Estou escrevendo uma carta muito pessoal, uma carta sobre o que significa para mim ser judeu em missão que chega à "Zona Vermelha" durante o Yom Kippur, o dia mais sagrado do calendário judaico. Quase nunca escrevo "como judeu". Compartilho a frustração de sempre ter que colocar os sentimentos judaicos em primeiro lugar, quando um genocídio está sendo cometido em nome do "interesse nacional" sionista e quando ativistas estão sendo detidos, torturados e deportados em nome da nossa "segurança". Mas hoje, sinto-me compelido a usar esse registro, como um dos pouquíssimos judeus nesta missão, que reúne mais de 500 pessoas de mais de 40 países de todo o mundo. Acredito que a escolha do momento da nossa Flotilha não seja casual. Pelo contrário, acredito que seja uma bênção estarmos nos aproximando da interceptação justamente no início do Yom Kippur — nosso dia anual de expiação — que nos convida a refletir sobre nossos pecados e sobre o que pode ser feito para repará-los no espírito do Tikun Olam.
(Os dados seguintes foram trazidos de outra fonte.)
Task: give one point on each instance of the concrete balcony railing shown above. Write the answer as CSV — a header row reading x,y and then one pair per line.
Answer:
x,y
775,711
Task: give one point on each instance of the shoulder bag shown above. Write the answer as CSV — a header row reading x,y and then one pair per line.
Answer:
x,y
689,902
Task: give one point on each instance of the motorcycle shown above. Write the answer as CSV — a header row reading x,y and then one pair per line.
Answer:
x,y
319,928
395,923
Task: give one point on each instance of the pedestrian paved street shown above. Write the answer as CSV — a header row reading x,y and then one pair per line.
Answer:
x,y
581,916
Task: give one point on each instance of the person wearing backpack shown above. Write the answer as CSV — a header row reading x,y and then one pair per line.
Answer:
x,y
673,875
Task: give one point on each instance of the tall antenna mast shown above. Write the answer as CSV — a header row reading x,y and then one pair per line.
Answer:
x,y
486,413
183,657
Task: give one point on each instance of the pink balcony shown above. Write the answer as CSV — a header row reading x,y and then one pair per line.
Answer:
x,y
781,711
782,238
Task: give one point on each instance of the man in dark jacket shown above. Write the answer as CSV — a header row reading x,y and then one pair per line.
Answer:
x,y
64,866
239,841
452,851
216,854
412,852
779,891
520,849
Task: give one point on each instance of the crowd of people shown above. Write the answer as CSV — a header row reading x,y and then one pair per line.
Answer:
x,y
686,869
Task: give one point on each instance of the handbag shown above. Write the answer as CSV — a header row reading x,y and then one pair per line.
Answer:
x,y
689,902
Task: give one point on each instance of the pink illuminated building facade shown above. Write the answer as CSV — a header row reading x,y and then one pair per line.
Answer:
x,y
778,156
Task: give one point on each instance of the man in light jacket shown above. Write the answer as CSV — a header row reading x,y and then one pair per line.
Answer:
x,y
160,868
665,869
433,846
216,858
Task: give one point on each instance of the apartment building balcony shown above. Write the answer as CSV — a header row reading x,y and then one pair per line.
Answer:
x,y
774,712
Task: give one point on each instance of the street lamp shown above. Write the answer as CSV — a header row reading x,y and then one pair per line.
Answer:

Como podemos pedir perdão por pecados que se multiplicam a cada hora, enquanto bombas e balas chovem sobre Gaza? Como poderíamos jamais levar a sério nosso mandato de "curar o mundo" quando o Estado de Israel está tão determinado a destruí-lo? Se há uma parte da Torá da qual ainda me lembro, é precisamente esta obrigação que nos impõe: "Justiça, justiça terás que buscar".
Como poderíamos ficar olhando enquanto o Estado de Israel perverte essa obrigação sagrada, perpetrando um holocausto contra o povo palestino?
Juntei-me a esta Flotilha como qualquer outro delegado — para defender a humanidade — antes que seja tarde demais. Mas, neste Yom Kippur, lembro-me de que estou aqui também porque minhas origens judaicas assim o exigem.
Quando adolescente, meu avô, Jacques Adler, juntou-se à resistência parisiense contra os nazistas, colocando em risco a própria vida para sabotar suas operações, enquanto seus amigos e familiares eram deportados para campos de concentração e enviados para a morte. É essa tradição que me sinto chamado a seguir, e é essa a definição de "justiça" que considero fiel à minha identidade judaica — enquanto a mesma fúria genocida que atingiu meus ancestrais é hoje adotada por suas principais vítimas.
Se as forças israelenses nos interceptarem durante o Yom Kippur, que então vejam que aspecto tem a verdadeira expiação. Não o jejum no conforto enquanto se deixam morrer de fome os próprios vizinhos. Não a oração em segurança enquanto se lançam bombas sobre suas cabeças. Expiação significa ação.